アガルタの洞窟
「何、これは?」
その洞窟は、マリンスノーに埋め尽くされていた。そこにはルシナとダルナのものらしい足跡が、真新しく残っているだけだった。
「マオ様が、いらっしゃらない……」
ダルナには信じられなかった。巨大なくさりにつながれたマオも幾本もあったチモニーも跡形も無く消えていた。いや、マリンスノーの滞積した様子では、随分前からそこには何もなかったように見えた。
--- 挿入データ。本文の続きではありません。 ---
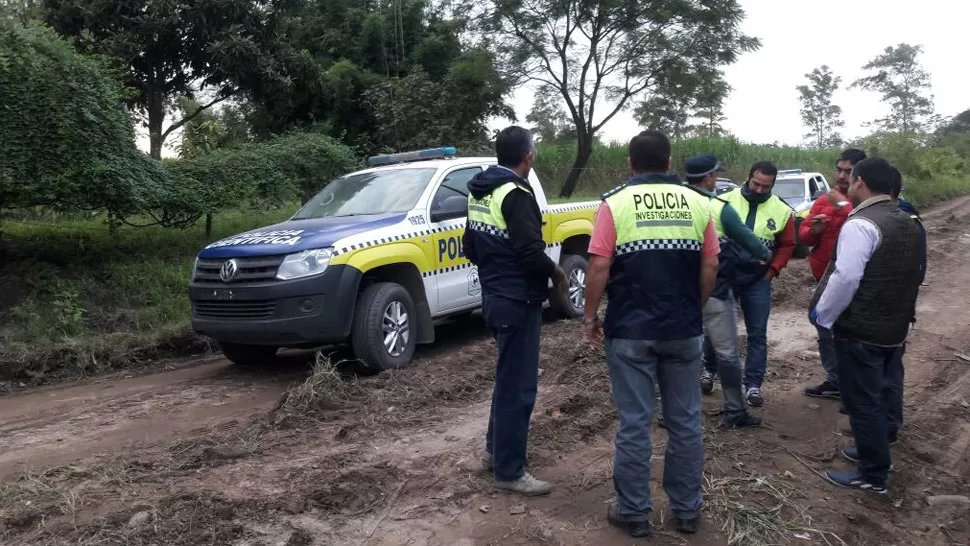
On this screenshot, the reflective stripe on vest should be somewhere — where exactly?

「なるほどね、ダルナ。どうやらあなたたちは騙されていたのね、この洞窟にはマオ様は、はじめからいなかった。もしかしたら……」
そのとき里香はふと人影に気付いた。
「マンジュリカーナ、お前はどこまで邪魔をするのだ。そうとも、ダルナとルシナは幻覚に踊らされていたのさ、この私にね」
「お前は黒人魚、マオ様をどこへやった!」
ダルナは怒りに満ちた声を上げた。
「アッハッハ、マオなんてとっくに始末したわ、あんな大昔の生き残り。ねえ? メイフ」
黒人魚の後ろからは、表情一つ変えない男が現れた。そしてにやりと笑いこう言った。
「ダルナ、お前の役目は、ここに二人を連れてくる事だった。天界のマンジュリカーナ、そしてラナ。ようこそ」
「なんですって!私たちにマオ様が居た様に幻術を掛けていたと言うの」
ダルナが声を上げた。
「ギバハチが言ったろう、ヒメカ様の復活には七色の宝玉もしくはクシナの力が必要だ。その二つをここに連れてきてくれて、クックック、心から感謝するぞ、ダルナ」
里香が五色のスティックを構えた。
「ナノ・マンジュリカーナ!」
黒人魚は手に持ったドクロをラナに投げつけると、人型に変わった。
「最後のエスメラーダよ、お前の中にあるクシナの力をいただこう!」
「私がエスメラーダですって、何言ってるの」
ラナはオーロラの剣を抜いた。
「ダルナ、ラナとともに戦って!」
そう里香が叫んだ。
「ほう、俺はおまえ一人で十分だとでも言うのかい。マンジュリカーナ?」
「メイフ、あなたは私を待っていたのでしょう? アロマリカーナの代わりに」
メイフは笑った。
「フフフッ、その通り。お前の一族の持つ再誕の力は光の巫女『イオナ』のものだ。全ての命の源となるマナを自在に操れる。その力はどうやら、われらに不可欠なものの様だ」
メイフは、青白く輝く剣を抜いた。
「カイリュウ族に伝わるオロチの牙、この妖剣はオロチそのものだ。切られてみるか?」
ただならぬ気配に、リカはこの男が既にオロチになりつつある事を知った。洞窟の中は地上と同じ空気があり、思う存分戦える。しかし、ここにはどす黒い闇の気ばかりだ。
「リカ、こいつには術が効きそうにないぞ」
テントウが絶望的な分析をした。リカはテントウにこう応えた。
「術はお互い使えない、この中の闇の気はアガルタの光を押さえ込んでいる、均衡が破れればアガルタが私たちを押し潰してしまうわ。メイフそうでしょう?」
「ああ、そうさ、マンジュリカーナ。お前は美しいだけではないな、今からでも遅くない。わしの妃としてこの星を創り直さないか?」
「お断りします、この星はあなたを必要としていない。マオとクシナがアガルタを治めミコトとヒメカが陸を治め、そしてオロチは……」
メイフは剣を構えたままで里香の言葉に聞き入った。